Open ldeffenb opened 1 month ago
Consider this set of prometheus graphs I started enough new nodes to cover the missing neighborhoods, but the shallow receipts still keep happening. But the failed send attempts have been removed. I suspect that the retries are finally routing through one of the other depth 4 neighborhoods who then say that "it worked" without thinking it is shallow because the routing peer is still at 4 as is the target.
This issue will happen even in the mainnet and may last a LONG time if the new data rate is slower than my OSM push. One neighborhood may transition and I could see it taking days or even weeks for other neighborhoods to transition as well. During that rolling change of the swarm's storage radius/depth, there will be lots and lots of unnecessary push retries depending on the depth of the pushing nodes.
Context
Bee 2.1.0-rc2 and earlier
Summary
The sepolia testnet is in a state where the radius of many neighborhoods split from storage radius 4 to 5. There are some (5 out of the original 16 to be exact) that have not yet filled their reserve to a sufficient level to split. Some of these may not actually split by the time my OSM tile loading completes.

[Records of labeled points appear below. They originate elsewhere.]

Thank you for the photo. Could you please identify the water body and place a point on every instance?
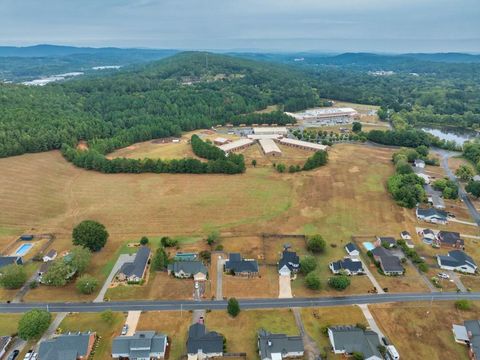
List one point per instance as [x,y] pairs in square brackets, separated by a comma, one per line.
[458,135]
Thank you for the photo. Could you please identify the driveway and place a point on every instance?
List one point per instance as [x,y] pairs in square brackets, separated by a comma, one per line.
[132,322]
[122,259]
[285,288]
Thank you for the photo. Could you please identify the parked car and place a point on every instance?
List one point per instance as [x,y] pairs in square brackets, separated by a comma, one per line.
[124,329]
[443,276]
[13,355]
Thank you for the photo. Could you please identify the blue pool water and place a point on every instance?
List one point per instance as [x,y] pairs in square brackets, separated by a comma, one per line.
[368,245]
[23,249]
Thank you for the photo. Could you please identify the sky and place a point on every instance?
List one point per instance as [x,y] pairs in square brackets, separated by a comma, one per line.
[388,26]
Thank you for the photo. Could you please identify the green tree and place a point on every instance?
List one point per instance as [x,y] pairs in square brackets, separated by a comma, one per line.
[473,187]
[308,264]
[339,282]
[160,259]
[90,234]
[464,173]
[233,307]
[80,259]
[356,127]
[33,324]
[313,281]
[463,305]
[12,276]
[57,274]
[87,284]
[107,316]
[316,244]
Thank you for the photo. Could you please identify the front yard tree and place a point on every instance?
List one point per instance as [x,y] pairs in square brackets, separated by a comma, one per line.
[339,282]
[90,234]
[473,187]
[308,264]
[233,307]
[464,173]
[313,281]
[87,284]
[80,258]
[33,324]
[13,277]
[316,244]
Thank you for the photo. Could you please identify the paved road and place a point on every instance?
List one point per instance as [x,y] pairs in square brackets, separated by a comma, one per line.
[244,304]
[122,259]
[445,155]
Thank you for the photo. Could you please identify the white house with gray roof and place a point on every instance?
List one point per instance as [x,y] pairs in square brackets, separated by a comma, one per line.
[143,345]
[135,270]
[347,340]
[279,346]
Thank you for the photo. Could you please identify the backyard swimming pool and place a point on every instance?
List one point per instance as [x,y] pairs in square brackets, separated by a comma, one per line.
[23,249]
[368,245]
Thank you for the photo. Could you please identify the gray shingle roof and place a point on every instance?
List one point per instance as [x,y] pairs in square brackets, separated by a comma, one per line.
[200,339]
[137,267]
[141,344]
[353,339]
[278,343]
[239,265]
[64,347]
[188,267]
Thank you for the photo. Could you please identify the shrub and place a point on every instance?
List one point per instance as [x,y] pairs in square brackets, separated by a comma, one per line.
[312,281]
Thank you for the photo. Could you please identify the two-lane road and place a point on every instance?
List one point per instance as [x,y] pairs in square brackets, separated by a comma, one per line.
[245,304]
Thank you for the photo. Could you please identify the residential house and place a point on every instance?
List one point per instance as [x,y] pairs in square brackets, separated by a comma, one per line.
[187,269]
[419,163]
[241,267]
[386,241]
[389,263]
[432,215]
[134,271]
[428,236]
[449,239]
[9,260]
[352,249]
[289,263]
[348,340]
[279,346]
[50,256]
[4,342]
[146,345]
[347,265]
[71,346]
[469,334]
[457,260]
[202,344]
[184,256]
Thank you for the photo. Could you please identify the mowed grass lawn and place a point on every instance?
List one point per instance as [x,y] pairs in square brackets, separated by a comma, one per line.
[241,332]
[421,331]
[347,197]
[93,322]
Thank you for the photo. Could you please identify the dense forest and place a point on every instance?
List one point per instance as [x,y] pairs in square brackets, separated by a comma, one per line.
[194,90]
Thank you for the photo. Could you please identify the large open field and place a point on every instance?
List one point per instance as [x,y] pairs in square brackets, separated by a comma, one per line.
[44,193]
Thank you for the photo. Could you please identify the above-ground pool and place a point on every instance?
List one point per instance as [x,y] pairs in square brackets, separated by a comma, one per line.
[23,249]
[368,245]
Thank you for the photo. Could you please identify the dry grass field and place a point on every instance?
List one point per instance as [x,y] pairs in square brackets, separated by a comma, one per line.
[423,330]
[93,322]
[174,324]
[241,332]
[44,193]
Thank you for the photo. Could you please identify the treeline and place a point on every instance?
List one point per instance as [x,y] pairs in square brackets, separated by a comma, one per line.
[93,160]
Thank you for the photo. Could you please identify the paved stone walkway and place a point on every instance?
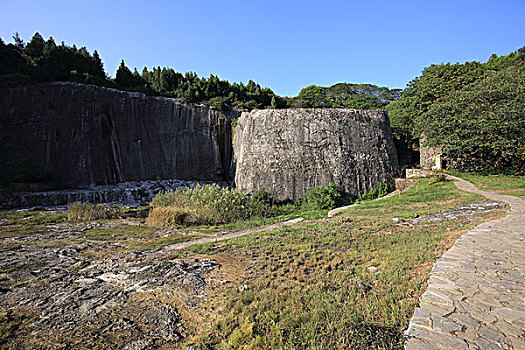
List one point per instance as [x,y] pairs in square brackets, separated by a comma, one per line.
[476,292]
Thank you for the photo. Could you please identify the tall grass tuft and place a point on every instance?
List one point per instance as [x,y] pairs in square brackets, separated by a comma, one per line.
[79,211]
[207,205]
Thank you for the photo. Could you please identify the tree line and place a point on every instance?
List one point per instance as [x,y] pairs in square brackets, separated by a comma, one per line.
[44,60]
[474,110]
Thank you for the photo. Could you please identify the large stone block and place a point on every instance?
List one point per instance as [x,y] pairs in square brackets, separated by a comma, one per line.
[287,152]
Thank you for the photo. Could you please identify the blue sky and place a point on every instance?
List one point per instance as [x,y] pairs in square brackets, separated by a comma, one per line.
[284,45]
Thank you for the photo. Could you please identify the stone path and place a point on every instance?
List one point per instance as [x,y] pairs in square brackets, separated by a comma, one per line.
[183,245]
[476,292]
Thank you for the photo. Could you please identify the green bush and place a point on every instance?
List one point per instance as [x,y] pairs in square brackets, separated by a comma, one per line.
[323,197]
[207,205]
[78,211]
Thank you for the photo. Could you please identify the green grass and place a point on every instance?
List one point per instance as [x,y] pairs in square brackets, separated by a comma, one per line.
[311,288]
[513,185]
[420,199]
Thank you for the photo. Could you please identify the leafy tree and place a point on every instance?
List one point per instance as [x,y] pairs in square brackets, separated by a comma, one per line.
[343,95]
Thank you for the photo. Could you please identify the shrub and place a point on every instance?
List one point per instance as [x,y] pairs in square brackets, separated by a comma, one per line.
[323,197]
[207,205]
[79,211]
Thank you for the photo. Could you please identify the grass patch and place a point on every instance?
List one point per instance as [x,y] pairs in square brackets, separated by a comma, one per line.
[513,185]
[309,285]
[206,205]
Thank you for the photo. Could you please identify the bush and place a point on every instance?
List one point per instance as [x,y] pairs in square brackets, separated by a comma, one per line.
[378,192]
[324,197]
[78,211]
[207,205]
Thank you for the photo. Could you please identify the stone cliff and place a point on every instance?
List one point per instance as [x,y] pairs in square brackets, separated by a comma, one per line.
[288,152]
[77,135]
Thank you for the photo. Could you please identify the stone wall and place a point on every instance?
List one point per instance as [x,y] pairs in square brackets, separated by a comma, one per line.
[76,135]
[287,152]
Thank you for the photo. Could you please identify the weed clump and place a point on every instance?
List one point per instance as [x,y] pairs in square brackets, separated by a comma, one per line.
[207,205]
[79,211]
[379,191]
[324,197]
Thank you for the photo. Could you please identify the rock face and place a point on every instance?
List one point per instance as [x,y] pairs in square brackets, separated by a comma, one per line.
[77,135]
[287,152]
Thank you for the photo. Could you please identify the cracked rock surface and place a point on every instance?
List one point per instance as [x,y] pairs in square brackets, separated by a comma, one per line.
[476,292]
[70,297]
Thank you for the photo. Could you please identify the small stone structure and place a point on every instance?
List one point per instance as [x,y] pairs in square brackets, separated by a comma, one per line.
[287,152]
[81,135]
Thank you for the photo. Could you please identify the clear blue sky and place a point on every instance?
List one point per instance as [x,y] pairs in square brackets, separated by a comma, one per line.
[284,45]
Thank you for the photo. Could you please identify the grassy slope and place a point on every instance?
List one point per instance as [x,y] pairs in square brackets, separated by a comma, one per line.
[513,185]
[309,285]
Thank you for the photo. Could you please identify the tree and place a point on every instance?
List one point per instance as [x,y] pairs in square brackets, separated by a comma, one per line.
[18,41]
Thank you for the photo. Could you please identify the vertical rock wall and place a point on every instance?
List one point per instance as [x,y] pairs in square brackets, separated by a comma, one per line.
[79,135]
[287,152]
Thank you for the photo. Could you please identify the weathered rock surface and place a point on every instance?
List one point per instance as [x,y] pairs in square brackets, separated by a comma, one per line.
[454,213]
[124,193]
[78,135]
[287,152]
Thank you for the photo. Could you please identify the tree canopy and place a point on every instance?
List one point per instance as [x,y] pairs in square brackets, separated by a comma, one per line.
[475,111]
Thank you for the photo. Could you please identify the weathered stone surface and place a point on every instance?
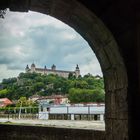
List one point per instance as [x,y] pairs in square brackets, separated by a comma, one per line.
[116,105]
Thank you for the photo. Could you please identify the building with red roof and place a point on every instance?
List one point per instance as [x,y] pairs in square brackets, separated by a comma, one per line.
[4,102]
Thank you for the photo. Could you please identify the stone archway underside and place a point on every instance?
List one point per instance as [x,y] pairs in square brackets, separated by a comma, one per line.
[105,47]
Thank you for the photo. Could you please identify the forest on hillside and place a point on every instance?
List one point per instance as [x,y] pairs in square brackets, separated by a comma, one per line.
[88,88]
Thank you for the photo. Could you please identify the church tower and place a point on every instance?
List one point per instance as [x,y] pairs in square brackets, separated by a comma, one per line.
[77,71]
[53,67]
[33,67]
[27,69]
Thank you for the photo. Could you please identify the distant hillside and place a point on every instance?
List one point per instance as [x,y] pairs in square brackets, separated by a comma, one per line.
[82,89]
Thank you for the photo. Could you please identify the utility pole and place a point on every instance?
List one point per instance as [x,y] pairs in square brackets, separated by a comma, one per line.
[20,110]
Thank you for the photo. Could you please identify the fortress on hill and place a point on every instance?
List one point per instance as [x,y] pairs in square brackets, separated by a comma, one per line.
[53,70]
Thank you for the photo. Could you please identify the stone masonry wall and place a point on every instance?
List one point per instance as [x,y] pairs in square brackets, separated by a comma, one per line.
[18,132]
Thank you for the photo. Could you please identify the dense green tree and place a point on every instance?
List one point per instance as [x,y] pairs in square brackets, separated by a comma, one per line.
[82,89]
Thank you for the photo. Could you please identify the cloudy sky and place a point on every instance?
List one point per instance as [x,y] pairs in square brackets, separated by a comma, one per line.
[33,37]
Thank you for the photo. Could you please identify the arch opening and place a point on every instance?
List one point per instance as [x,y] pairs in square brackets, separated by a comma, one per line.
[106,50]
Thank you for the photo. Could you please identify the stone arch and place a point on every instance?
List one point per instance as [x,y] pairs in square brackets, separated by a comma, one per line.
[106,49]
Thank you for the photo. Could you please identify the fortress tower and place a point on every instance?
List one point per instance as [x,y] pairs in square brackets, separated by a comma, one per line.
[53,70]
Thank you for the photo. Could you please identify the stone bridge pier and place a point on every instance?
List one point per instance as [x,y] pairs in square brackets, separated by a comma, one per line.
[112,29]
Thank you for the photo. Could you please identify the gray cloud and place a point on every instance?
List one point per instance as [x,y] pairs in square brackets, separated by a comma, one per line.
[34,37]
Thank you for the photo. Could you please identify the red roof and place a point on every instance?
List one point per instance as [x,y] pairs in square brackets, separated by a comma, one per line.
[4,102]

The problem is that the pusher node's neighborhood DID increase to storage radius/depth 5. So now, all chunks being pushed into the neighborhoods that have NOT yet split are logging
pusher: shallow receipt depth 4, want at least 5
and needlessly retrying the push of those chunks. This is causing extra swarm traffic and actually triggering extra swap compensation cheques due to the superfluous retries.Expected behavior
The chunks ARE arriving at their desired destination neighborhood and depth, logs and retries should not be happening.
Actual behavior
Logs, retries, and generally unnecessary traffic into the swarm.
Steps to reproduce
Set up a swarm where some neighborhoods are fuller than others and push data into that swarm until the fuller neighborhoods split but the less full neighborhoods have still not filled their reserve. And push from a neighborhood that has a filled reserve and has already increased the storage radius.
Possible solution
Somehow the pusher needs to be aware of the actual storage radius/depth in the target neighborhood and remove the assumption that all neighborhoods are at the same storage radius/depth as the pushing node.